Excited to Squat tomorrow!

Offseason: Week 11, Day 2

  1. Squat, Beltless -

405x5
460x3
515x1 - Added Belt

  1. Valslide Leg Curls - 5xfailure
  2. Pulldown Abs - 3x10-15
  3. Prowler 15 40 Yard Trips with 90lbs of weight, 90s rest

Terrible Squat training:

I was suppose to get 515x5, but the muscles of my shin are so tight that they’re pulling on one of the tendons of my kneecap. I was only able to do the prescribe 1 rep. I’m going to work on my legs to make sure this doesn’t happen again because I honestly thought it was a patella issue. I’ll just have to man up and get the rep max on next 5/3/1 day next cycle.
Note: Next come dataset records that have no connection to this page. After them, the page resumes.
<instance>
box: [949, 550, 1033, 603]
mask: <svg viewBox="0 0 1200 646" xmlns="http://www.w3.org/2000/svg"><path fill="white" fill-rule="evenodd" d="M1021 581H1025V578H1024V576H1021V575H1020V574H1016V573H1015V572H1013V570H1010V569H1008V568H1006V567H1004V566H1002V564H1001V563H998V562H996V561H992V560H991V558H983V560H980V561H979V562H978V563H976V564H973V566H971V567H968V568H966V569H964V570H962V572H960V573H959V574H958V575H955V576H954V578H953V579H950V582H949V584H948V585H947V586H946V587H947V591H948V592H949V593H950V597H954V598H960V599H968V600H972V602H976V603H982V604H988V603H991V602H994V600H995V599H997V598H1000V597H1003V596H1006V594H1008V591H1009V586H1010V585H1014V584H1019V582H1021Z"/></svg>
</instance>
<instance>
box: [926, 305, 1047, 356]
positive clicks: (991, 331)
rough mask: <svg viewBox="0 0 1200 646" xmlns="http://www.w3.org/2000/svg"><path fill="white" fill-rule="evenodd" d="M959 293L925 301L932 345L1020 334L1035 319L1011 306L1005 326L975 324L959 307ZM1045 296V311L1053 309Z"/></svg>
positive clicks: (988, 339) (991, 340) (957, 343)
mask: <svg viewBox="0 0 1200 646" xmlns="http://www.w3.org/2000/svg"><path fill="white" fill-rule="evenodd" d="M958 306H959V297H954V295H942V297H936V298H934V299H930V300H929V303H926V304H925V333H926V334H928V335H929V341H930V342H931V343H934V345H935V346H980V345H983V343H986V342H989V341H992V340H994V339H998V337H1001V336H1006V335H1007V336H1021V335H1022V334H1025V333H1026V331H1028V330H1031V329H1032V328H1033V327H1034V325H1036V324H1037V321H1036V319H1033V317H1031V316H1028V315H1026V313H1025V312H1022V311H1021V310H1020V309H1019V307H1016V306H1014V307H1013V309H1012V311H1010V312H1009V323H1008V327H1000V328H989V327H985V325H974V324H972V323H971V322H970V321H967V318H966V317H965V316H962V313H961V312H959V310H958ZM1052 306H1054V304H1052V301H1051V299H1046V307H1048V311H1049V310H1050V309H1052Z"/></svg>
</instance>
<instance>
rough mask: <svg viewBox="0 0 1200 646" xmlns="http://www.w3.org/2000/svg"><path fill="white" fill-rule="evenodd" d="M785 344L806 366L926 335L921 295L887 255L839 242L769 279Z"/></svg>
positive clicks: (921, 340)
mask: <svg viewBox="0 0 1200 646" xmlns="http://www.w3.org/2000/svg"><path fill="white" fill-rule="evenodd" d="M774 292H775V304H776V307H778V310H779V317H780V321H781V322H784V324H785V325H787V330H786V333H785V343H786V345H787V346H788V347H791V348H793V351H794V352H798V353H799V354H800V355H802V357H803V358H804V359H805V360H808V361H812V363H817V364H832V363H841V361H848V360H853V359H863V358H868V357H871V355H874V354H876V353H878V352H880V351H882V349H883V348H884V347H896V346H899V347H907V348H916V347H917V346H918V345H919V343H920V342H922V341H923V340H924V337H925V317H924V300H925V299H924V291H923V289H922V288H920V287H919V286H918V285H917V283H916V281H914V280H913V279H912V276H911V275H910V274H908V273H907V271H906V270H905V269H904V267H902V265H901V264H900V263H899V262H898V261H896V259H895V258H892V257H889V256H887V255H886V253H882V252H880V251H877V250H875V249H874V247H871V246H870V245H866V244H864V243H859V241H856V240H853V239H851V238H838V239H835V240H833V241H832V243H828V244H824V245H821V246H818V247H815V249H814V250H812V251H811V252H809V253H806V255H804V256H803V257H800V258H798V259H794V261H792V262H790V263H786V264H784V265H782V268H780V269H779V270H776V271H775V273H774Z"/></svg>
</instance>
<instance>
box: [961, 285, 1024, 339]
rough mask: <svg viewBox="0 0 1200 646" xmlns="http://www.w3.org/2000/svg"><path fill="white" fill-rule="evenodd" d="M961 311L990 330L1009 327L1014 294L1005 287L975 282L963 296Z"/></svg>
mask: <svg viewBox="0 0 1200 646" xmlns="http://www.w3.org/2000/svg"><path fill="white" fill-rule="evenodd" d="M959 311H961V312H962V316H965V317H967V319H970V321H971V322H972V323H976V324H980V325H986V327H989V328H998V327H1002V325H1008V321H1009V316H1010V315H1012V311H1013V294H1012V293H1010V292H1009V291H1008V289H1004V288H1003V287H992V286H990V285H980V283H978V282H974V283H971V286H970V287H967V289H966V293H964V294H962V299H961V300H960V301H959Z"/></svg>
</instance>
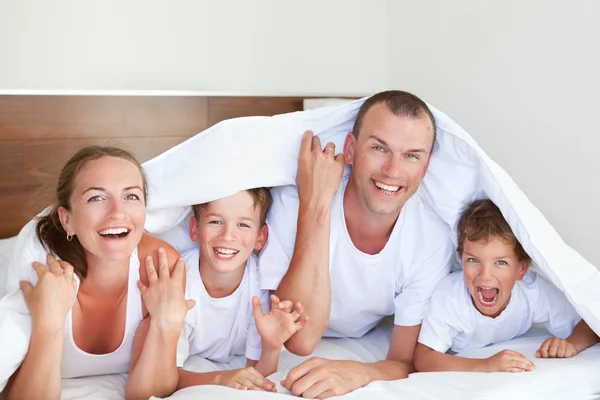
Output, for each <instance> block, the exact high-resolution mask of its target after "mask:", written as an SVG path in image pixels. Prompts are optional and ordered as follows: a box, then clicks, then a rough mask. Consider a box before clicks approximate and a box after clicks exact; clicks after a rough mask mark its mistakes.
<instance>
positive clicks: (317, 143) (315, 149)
mask: <svg viewBox="0 0 600 400" xmlns="http://www.w3.org/2000/svg"><path fill="white" fill-rule="evenodd" d="M311 134H312V132H311ZM311 150H312V151H321V139H319V137H318V136H317V135H314V136H313V137H312V146H311Z"/></svg>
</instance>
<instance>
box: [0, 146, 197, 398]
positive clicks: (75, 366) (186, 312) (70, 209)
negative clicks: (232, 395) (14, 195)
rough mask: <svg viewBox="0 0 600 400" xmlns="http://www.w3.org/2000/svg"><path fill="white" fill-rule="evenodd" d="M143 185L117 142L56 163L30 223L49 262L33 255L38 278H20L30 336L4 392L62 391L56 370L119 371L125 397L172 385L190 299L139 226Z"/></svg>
mask: <svg viewBox="0 0 600 400" xmlns="http://www.w3.org/2000/svg"><path fill="white" fill-rule="evenodd" d="M146 192H147V188H146V181H145V177H144V174H143V171H142V168H141V166H140V164H139V163H138V162H137V161H136V160H135V158H134V157H133V156H132V155H131V154H129V153H128V152H126V151H124V150H121V149H118V148H114V147H101V146H91V147H86V148H84V149H82V150H80V151H79V152H78V153H77V154H75V155H74V156H73V157H72V158H71V159H70V160H69V161H68V162H67V163H66V165H65V166H64V167H63V169H62V171H61V174H60V178H59V181H58V187H57V190H56V195H57V202H56V204H54V206H52V207H51V209H50V210H49V212H48V213H46V214H45V215H43V216H41V217H40V218H39V219H38V220H37V221H36V222H35V224H36V226H35V233H36V236H37V239H38V240H37V241H36V243H35V245H36V246H43V248H44V250H45V252H49V253H50V254H49V255H48V257H47V264H48V266H47V267H46V266H45V265H42V264H40V263H38V262H34V263H33V264H34V265H33V268H34V269H35V272H36V274H37V284H35V286H33V285H32V284H31V283H30V282H27V281H21V282H20V287H21V289H22V291H23V296H24V298H25V302H26V303H27V308H28V309H29V313H30V314H31V318H32V335H31V339H30V345H29V350H28V352H27V355H26V356H25V359H24V361H23V362H22V364H21V366H20V368H19V369H18V370H17V371H16V372H15V373H14V374H13V375H12V377H11V378H10V380H9V382H8V384H7V386H6V391H5V396H6V398H7V399H13V398H15V399H17V398H18V399H28V398H32V399H40V398H60V396H61V378H75V377H81V376H88V375H99V374H110V373H123V372H129V378H128V381H127V385H126V395H127V397H128V398H148V397H150V396H165V395H169V394H170V393H172V392H173V391H174V390H175V387H176V385H177V369H176V363H175V357H176V346H177V339H178V338H179V334H180V332H181V327H182V324H183V320H184V318H185V314H186V313H187V310H188V309H190V308H192V307H193V302H191V301H186V300H185V298H184V290H185V266H184V264H183V260H182V259H181V257H180V256H179V254H178V253H177V252H176V250H175V249H173V248H172V247H171V246H169V245H168V244H166V243H165V242H163V241H161V240H159V239H157V238H154V237H152V236H150V235H149V234H147V233H144V222H145V218H146V209H145V205H146ZM38 242H39V243H38ZM54 255H55V256H56V257H57V258H60V260H61V261H58V260H57V258H55V256H54ZM153 257H156V258H157V259H158V271H157V270H156V269H155V267H154V262H153ZM167 260H170V261H173V260H177V261H176V262H175V263H171V265H169V263H168V261H167ZM38 261H42V260H38ZM140 265H145V268H140ZM19 268H21V269H27V270H28V271H30V268H31V267H30V266H29V265H20V266H19ZM171 271H172V273H171ZM21 275H23V274H21ZM25 276H26V275H25ZM32 280H34V281H35V279H32ZM158 360H161V362H157V361H158ZM165 361H167V362H165ZM168 361H172V362H168Z"/></svg>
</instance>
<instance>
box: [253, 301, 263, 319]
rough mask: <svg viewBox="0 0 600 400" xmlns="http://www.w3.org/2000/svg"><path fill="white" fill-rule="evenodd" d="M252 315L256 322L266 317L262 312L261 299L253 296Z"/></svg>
mask: <svg viewBox="0 0 600 400" xmlns="http://www.w3.org/2000/svg"><path fill="white" fill-rule="evenodd" d="M252 313H253V314H254V320H255V321H258V320H259V319H260V318H262V316H263V315H265V314H264V313H263V312H262V308H261V306H260V299H259V298H258V296H252Z"/></svg>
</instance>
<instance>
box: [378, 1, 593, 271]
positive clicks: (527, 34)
mask: <svg viewBox="0 0 600 400" xmlns="http://www.w3.org/2000/svg"><path fill="white" fill-rule="evenodd" d="M387 15H388V35H387V40H388V45H387V46H388V53H389V60H388V64H387V65H388V68H389V70H388V76H389V86H390V87H395V88H404V89H407V90H410V91H413V92H415V93H417V94H419V95H420V96H421V97H423V98H424V99H425V100H427V101H428V102H430V103H431V104H433V105H434V106H436V107H437V108H439V109H441V110H443V111H444V112H446V113H447V114H449V115H450V116H451V117H452V118H453V119H455V120H456V121H457V122H459V123H460V124H461V125H462V126H463V127H464V128H465V129H466V130H467V131H468V132H470V133H471V134H472V135H473V136H474V137H475V139H476V140H477V141H478V143H479V144H480V145H481V146H482V148H483V149H484V150H485V151H486V152H487V153H488V154H489V155H490V157H492V159H494V160H495V161H496V162H498V164H500V165H501V166H502V167H504V168H505V169H506V170H507V171H508V172H509V174H510V175H511V176H512V177H513V178H514V180H515V181H516V182H517V184H518V185H519V186H520V187H521V188H522V189H523V190H524V191H525V193H526V194H527V195H528V197H529V198H530V200H531V201H532V202H533V203H534V204H535V205H536V206H537V207H538V208H539V209H540V210H541V211H542V213H544V215H545V216H546V217H547V218H548V220H549V221H550V222H551V223H552V224H553V226H554V227H555V228H556V229H557V231H558V232H559V234H560V235H561V236H562V238H563V239H564V240H565V241H566V242H567V243H568V244H569V245H570V246H571V247H573V248H575V249H576V250H578V251H579V252H580V253H581V254H582V255H583V256H584V257H586V258H587V259H588V260H589V261H590V262H592V263H593V264H594V265H595V266H596V267H599V268H600V207H599V204H600V202H599V200H600V157H598V152H599V149H600V132H599V130H598V124H597V121H596V115H597V114H598V107H599V106H600V103H599V101H598V94H599V93H600V76H599V74H600V72H599V71H600V51H599V49H600V42H599V38H600V24H598V22H597V16H598V15H600V2H597V1H594V0H587V1H584V0H576V1H568V2H567V1H548V0H526V1H523V0H504V1H496V2H494V1H481V0H453V1H444V0H435V1H429V0H428V1H422V2H416V1H415V2H413V1H400V2H397V1H394V0H390V1H389V2H388V11H387Z"/></svg>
Bodyweight is at 198lbs.

[quote]detazathoth wrote:
I was suppose to get 515x5, but the muscles of my shin are so tight that they’re pulling on one of the tendons of my kneecap.[/quote]
What did it feel like? Was your knee popping?

[quote]csulli wrote:

[quote]detazathoth wrote:
I was suppose to get 515x5, but the muscles of my shin are so tight that they’re pulling on one of the tendons of my kneecap.[/quote]
What did it feel like? Was your knee popping?[/quote]

Sharp pain at lockout. I was rolling on it and stretching it in between sets. That was why I could even attempt 515 because I felt that pain since 235lbs. I have a couple mobility guys at my gym and will work on it. I don’t think it’s that serious. It just sucks that it had to happen on Squat day.